Recently the press has been getting excited by the prospect of cars that drive themselves. And understandably so. There’s every reason to believe that driverless cars will transform our lives in much the same way as did electricity or the internet. Some newspapers and media have even argued that we’ll have the tech to eliminate bad driving by the end of the decade. So the question is, are they right? And, if so, will insurance premiums plummet?

Right now if you want to minimise your insurance costs, you look for a small, second-hand car from a company like Car Deal Warehouse. Insurance costs can still be high for new drivers, as we all know. But they’re a fraction of what you might pay on for a luxury car. But in the future, there’s every chance that luxury cars will actually be the safest. That’s because they’re likely to be the first to come with fully-autonomous features. In other words, the driver-risk that insurers currently take into account will be eliminated. Instead, insurers will price their premiums based on the proven safety and track record of the autonomous system itself.

It seems far-fetched. But consider this. Today, around a million people a year are killed on the world’s roads. On top of that, insurance companies have to pay out hundreds of billion in claims and compensation. It’s an expensive business and a significant drag on the economy. Self-driving cars promise to reduce those deaths by “an order of magnitude” in the words of Elon Musk. That means we could see a reduction in incidents of around 90 percent. Far from being bad news for insurance companies, this is great news. At the moment, they work on a high-risk, high-premium model. They charge customers a lot of money because customers are likely to be involved in an accident. But they’d rather not operate this way. Instead, they’d prefer it if everybody drove carefully and diligently all the time. They love people who pay low premiums, but hardly ever get involved in accidents. They’d rather have a steady stream of dependable income.

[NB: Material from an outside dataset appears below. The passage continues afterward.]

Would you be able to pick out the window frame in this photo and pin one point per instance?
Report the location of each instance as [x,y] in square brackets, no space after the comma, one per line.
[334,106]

In a future dominated by autonomous vehicles, everybody will fall into this Goldilocks bracket. There won’t be fallible human drivers on the roads anymore. It’ll just be low-risk machines ferrying everybody from point A to point B.

A Reduction In Mundane Human Error


When most of us think about accidents, we imagine big pile-ups on the motorway. But the majority of insurance claims aren’t actually related to these disaster scenarios. Instead, they are far more mundane. Drivers make claims when somebody bumps into their car while reversing, or when the park badly.

But already, we see manufacturers looking for ways to solve these problems. For instance, two leaders in autonomy, Volvo and Mercedes, have invested a lot in parking assist technologies. Now, around a quarter of all new cars, these companies make come with autonomous features that help drivers avoid mistakes.


According to Thatcham, autonomous braking already helps reduce accidents by up to 45 percent. And insurers are reacting in earnest. Most now offer a 10 percent discount for people who own cars with some sort of driverless technology on board. And despite the upfront costs of these systems, they typically help drivers save money over the long term.

Cars are also being developed that can help reduce the amount of accidents resulting from driver fatigue or alcohol use. Mercedes is working on a technology that can tell if a driver is sleepy and prompt them to pull over for a rest. Google are looking into systems that will stop cars from starting if a person has alcohol in their blood.

Could Car Insurance Disappear?

Experts expect that autonomous vehicles will take off after 2018. That’s when the price and the technology will hit the sweet-spot commercially. When that happens, some have argued that car insurance will disappear altogether. After all, if every car on the road is piloted by a perfect robot, there won’t be any accidents, right?

Unfortunately, accidents won’t be entirely eliminated by driverless tech. Cars could still be hit by unpredictable events, like falling trees or sink holes. And cars will still be subject to things like fire and theft.


There’s also the issue around who is responsible if a driverless car crashes. Is it the owner or is it the manufacturer of the system? It’s likely that both will want liability protection if their vehicle malfunctions.

The bottom line is that driverless cars are going to reverse the price hikes we’ve seen in the insurance market. But don’t expect car insurance to disappear anytime soon.